AMD FX-8150 "Bulldozer" CPU Review -

As mentioned earlier, Bulldozer is a brand new architecture from AMD. It shares nothing with the Phenom II. So how was it designed? Starting from the beginning, reinventing the 4004 isn't quite how the engineers proceeded; decades of CPU design cannot be thrown away so easily after all. Instead, AMD started off with the general idea of what a modern processor looks like. Simply put, a processor core is composed of instruction fetch and decode stages, the floating-point and integer execution units, some cache, and a link to a northbridge which handles memory access and further I/O. Single-core processors have now become quite rare these days, with the exception of low-power platforms such as the entry-level AMD Fusion processors, the Intel Atom or the VIA Nano, so at least two cores are found in a chip.

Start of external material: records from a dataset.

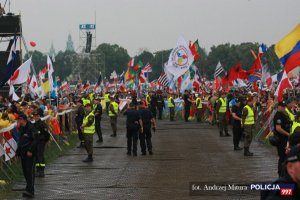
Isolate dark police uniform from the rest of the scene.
[273,111,290,175]
[75,105,85,148]
[139,108,154,155]
[16,118,38,195]
[157,94,165,120]
[34,117,50,177]
[93,103,103,142]
[124,109,141,156]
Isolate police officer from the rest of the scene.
[231,97,243,151]
[32,112,50,177]
[273,102,290,176]
[108,96,119,137]
[139,102,156,155]
[75,100,85,148]
[196,94,202,122]
[81,104,96,162]
[168,93,175,121]
[124,103,143,156]
[16,114,38,197]
[93,97,103,143]
[157,91,165,120]
[104,92,110,115]
[241,97,255,156]
[216,92,230,137]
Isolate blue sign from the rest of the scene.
[79,24,96,29]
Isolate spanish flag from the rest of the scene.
[275,23,300,73]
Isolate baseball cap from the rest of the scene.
[286,146,300,162]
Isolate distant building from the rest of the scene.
[66,33,75,51]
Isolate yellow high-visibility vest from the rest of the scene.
[219,98,227,113]
[291,122,300,135]
[168,97,175,108]
[244,105,255,125]
[83,112,95,134]
[108,102,119,117]
[196,97,202,108]
[285,108,295,122]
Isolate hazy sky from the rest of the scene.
[7,0,300,56]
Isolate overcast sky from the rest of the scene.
[7,0,300,56]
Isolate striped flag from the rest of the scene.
[158,72,169,87]
[215,61,225,79]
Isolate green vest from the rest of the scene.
[83,112,95,134]
[168,97,175,108]
[196,97,202,109]
[219,98,227,113]
[104,94,110,103]
[285,108,295,122]
[108,102,119,117]
[291,122,300,135]
[244,105,255,125]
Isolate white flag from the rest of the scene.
[166,37,194,80]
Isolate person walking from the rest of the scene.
[16,114,38,198]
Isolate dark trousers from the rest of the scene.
[232,123,243,147]
[95,117,103,140]
[35,141,46,169]
[184,106,191,122]
[126,127,138,154]
[76,122,84,143]
[21,155,36,194]
[158,108,163,120]
[139,127,152,153]
[277,139,287,176]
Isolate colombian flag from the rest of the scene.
[275,24,300,73]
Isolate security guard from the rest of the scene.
[157,90,165,120]
[273,102,290,176]
[231,97,243,151]
[16,114,38,198]
[104,92,110,115]
[124,103,143,156]
[93,97,103,143]
[168,93,175,121]
[75,100,85,148]
[139,104,156,155]
[241,97,255,156]
[216,92,230,137]
[81,104,96,162]
[196,94,202,122]
[32,112,50,177]
[108,96,119,137]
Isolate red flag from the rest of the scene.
[274,70,293,101]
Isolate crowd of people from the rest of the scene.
[0,86,300,197]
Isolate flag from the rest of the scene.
[215,61,225,79]
[142,63,152,72]
[180,72,192,93]
[8,57,31,85]
[3,132,18,161]
[127,58,134,67]
[0,36,18,86]
[274,23,300,73]
[47,56,54,91]
[274,70,293,101]
[165,37,194,80]
[157,72,169,87]
[133,61,144,71]
[248,70,262,83]
[189,40,200,61]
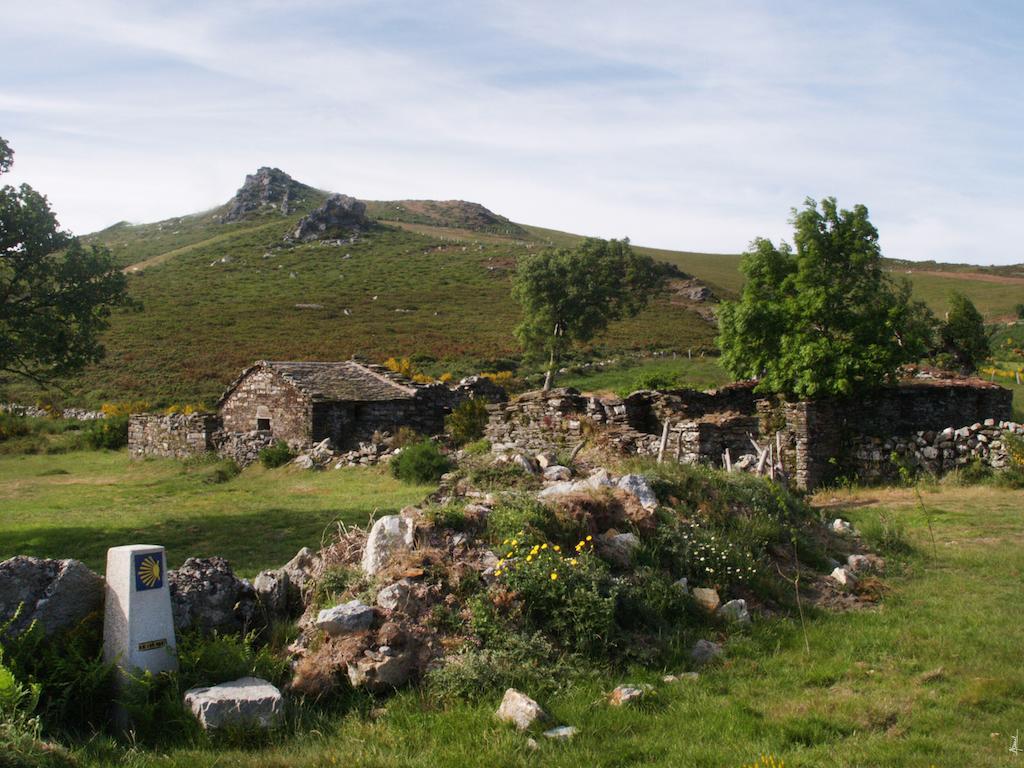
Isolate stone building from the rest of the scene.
[217,360,462,449]
[486,376,1017,488]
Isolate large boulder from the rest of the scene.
[167,557,257,634]
[185,677,285,730]
[495,688,548,731]
[362,515,416,575]
[0,555,103,637]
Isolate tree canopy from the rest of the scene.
[939,291,991,373]
[719,198,935,397]
[512,238,665,389]
[0,138,129,383]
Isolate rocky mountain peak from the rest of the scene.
[223,166,304,221]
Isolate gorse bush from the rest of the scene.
[85,415,128,451]
[444,397,487,445]
[259,440,295,469]
[390,440,452,484]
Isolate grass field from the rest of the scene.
[6,453,1024,768]
[0,452,431,577]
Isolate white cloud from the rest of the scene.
[0,1,1024,263]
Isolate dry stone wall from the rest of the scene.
[128,414,220,459]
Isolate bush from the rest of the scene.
[85,416,128,451]
[444,397,487,445]
[391,440,452,484]
[259,440,295,469]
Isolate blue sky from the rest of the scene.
[0,0,1024,263]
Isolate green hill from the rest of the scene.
[3,168,1024,406]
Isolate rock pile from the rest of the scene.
[292,195,370,243]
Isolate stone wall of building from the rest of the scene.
[486,379,1012,488]
[220,368,313,447]
[128,414,220,459]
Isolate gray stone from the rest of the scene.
[185,677,285,730]
[692,587,722,613]
[362,515,416,575]
[542,725,580,741]
[0,555,103,637]
[348,646,414,693]
[690,640,723,667]
[315,600,376,637]
[167,557,256,634]
[831,566,857,587]
[718,599,751,625]
[616,475,657,511]
[495,688,548,731]
[608,685,651,707]
[544,464,572,481]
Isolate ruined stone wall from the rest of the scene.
[128,414,220,459]
[220,368,312,447]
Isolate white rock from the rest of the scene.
[362,515,416,575]
[315,600,375,637]
[608,685,650,707]
[831,566,857,587]
[693,587,722,613]
[185,677,285,729]
[718,599,751,624]
[544,725,580,741]
[616,475,657,511]
[544,464,572,481]
[495,688,548,731]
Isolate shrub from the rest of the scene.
[85,415,128,451]
[390,440,452,484]
[444,397,487,445]
[259,440,295,469]
[495,537,618,655]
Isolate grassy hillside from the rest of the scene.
[6,171,1024,406]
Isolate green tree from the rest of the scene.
[0,138,129,383]
[512,238,666,389]
[939,291,991,374]
[719,198,935,397]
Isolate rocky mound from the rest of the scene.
[292,195,370,242]
[221,166,309,222]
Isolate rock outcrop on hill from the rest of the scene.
[292,195,370,242]
[222,166,305,222]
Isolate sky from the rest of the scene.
[0,0,1024,264]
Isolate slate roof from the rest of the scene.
[220,360,417,403]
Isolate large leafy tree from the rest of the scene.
[939,291,991,373]
[0,138,129,383]
[719,198,935,397]
[512,238,665,389]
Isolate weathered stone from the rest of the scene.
[185,677,285,730]
[542,725,580,741]
[495,688,548,731]
[831,566,857,587]
[0,555,103,637]
[544,464,572,481]
[315,600,377,637]
[717,599,751,625]
[167,557,256,633]
[692,587,722,613]
[608,685,651,707]
[348,647,415,693]
[690,640,724,667]
[362,515,416,575]
[615,475,657,511]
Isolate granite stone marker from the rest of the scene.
[103,544,178,674]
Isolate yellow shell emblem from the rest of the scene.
[138,555,160,587]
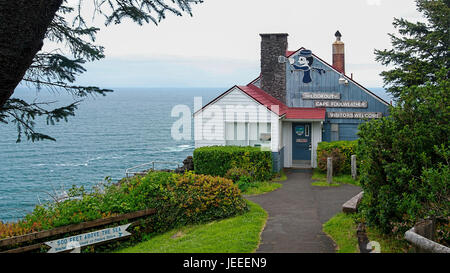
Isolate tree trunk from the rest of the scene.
[0,0,63,109]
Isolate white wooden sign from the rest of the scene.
[45,223,131,253]
[327,112,383,118]
[314,100,367,108]
[302,92,341,100]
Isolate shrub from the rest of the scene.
[225,167,250,182]
[317,142,347,174]
[358,74,450,240]
[236,176,255,192]
[0,172,247,249]
[317,140,358,174]
[194,146,272,181]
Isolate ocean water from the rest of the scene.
[0,88,389,222]
[0,88,226,222]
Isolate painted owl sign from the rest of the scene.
[290,49,325,83]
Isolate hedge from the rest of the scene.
[0,172,248,252]
[317,140,358,174]
[194,146,273,181]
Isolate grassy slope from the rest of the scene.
[323,213,359,253]
[323,213,408,253]
[117,201,267,253]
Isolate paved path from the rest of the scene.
[247,170,361,253]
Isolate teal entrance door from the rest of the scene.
[292,123,311,160]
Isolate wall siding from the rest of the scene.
[286,54,389,141]
[194,88,280,152]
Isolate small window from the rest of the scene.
[331,123,339,141]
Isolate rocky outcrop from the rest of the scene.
[175,156,194,173]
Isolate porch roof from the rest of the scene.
[238,84,326,120]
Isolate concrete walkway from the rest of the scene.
[247,170,361,253]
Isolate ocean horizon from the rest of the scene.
[0,87,390,222]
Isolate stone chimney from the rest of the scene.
[333,30,345,74]
[260,33,288,103]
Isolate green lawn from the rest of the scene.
[323,212,359,253]
[311,169,360,187]
[323,212,409,253]
[117,201,267,253]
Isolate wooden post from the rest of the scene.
[351,155,356,180]
[327,157,333,184]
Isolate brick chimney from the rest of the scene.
[333,30,345,74]
[260,33,288,103]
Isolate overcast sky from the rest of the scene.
[66,0,422,87]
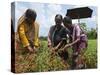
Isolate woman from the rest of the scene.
[18,9,39,52]
[63,16,87,69]
[48,14,68,67]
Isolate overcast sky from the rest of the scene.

This basic concept has been improved over time, but it may have attained its limitations. It needs some drastic changes to continue marching forward. AMD's focus here was to maximize the instructions per watt while offering more cores, which is the best way to increase the overall throughput of a server or cluster. The smaller a core is, the more can be put in a chip, obviously. In this field of engineering, there's a principle which says that the most common use case must be favored. This does not go hand in hand with the fact that floating-point operations account for only 20% of the CPU usage compared to 80% for integers according to AMD, and that their operations are much more complex, thus requiring lots of die space. In order to save some of it, AMD started off with the idea of sharing one FPU over two cores. However, many computing applications make intensive use of them, and newer sets of instructions have recently appeared to boost their performance, such as the 256-bit Advanced Vector eXtensions (AVX) featured on Intel Sandy Bridge processors. The FPU in Bulldozer does support them as well, but when they are not in use, each core in the module has access to half of the pipelines for 128-bit calculations.

 

The saved die space has been spent on aggressive features that benefit both cores, namely prefetching. The shared frontend prefetches instructions in a dynamic fashion, according to the destination addresses of branches stored in the two levels of the branch target buffer that are 512B and 5KB in size, respectively. For those unfamiliar with the branch prediction concept, what's basically stored in these buffers is the actual memory address of the instruction located at the branch destination. There is a rule of thumb which states that a processor spends 90% of its time in 10% of the code; when a branch is being taken, it is likely to be taken again very soon, so keeping its previous target at hand instead of waiting for its computation can save some precious cycles. The prediction pipeline is free to run as long as its queue (dedicated for each thread) is not full. By looking at the Relative Instructions Pointers (RIP), the instruction fetch pipeline can then predict future cache misses. As for the 64KB instruction cache, the two threads compete dynamically for it. There is a slight problem though; in some specific cases, there can be an excessive number of cache invalidations, forcing the instructions to be fetched again. There was a discussion back in July between some folks at AMD and some other guys, namely Mr. Linus Torvalds himself, about patching the Linux kernel to prevent this, which currently hasn't been done. Supposedly this would lead to a 3% sacrifice in performance, but rumors posit this to be higher on Windows. This bug doesn't affect the viability of the system like the Intel P67's premature SATA degradation or the AMD TLB bug did, though. Fixing it in the next core revision would of course be better than software workarounds, and allow for a measurable performance boost. Finally, another big difference with Phenom II is the addition of a fourth instruction decoder, which puts it on par with Sandy Bridge. All of these improvements should help maximize the use of the execution units.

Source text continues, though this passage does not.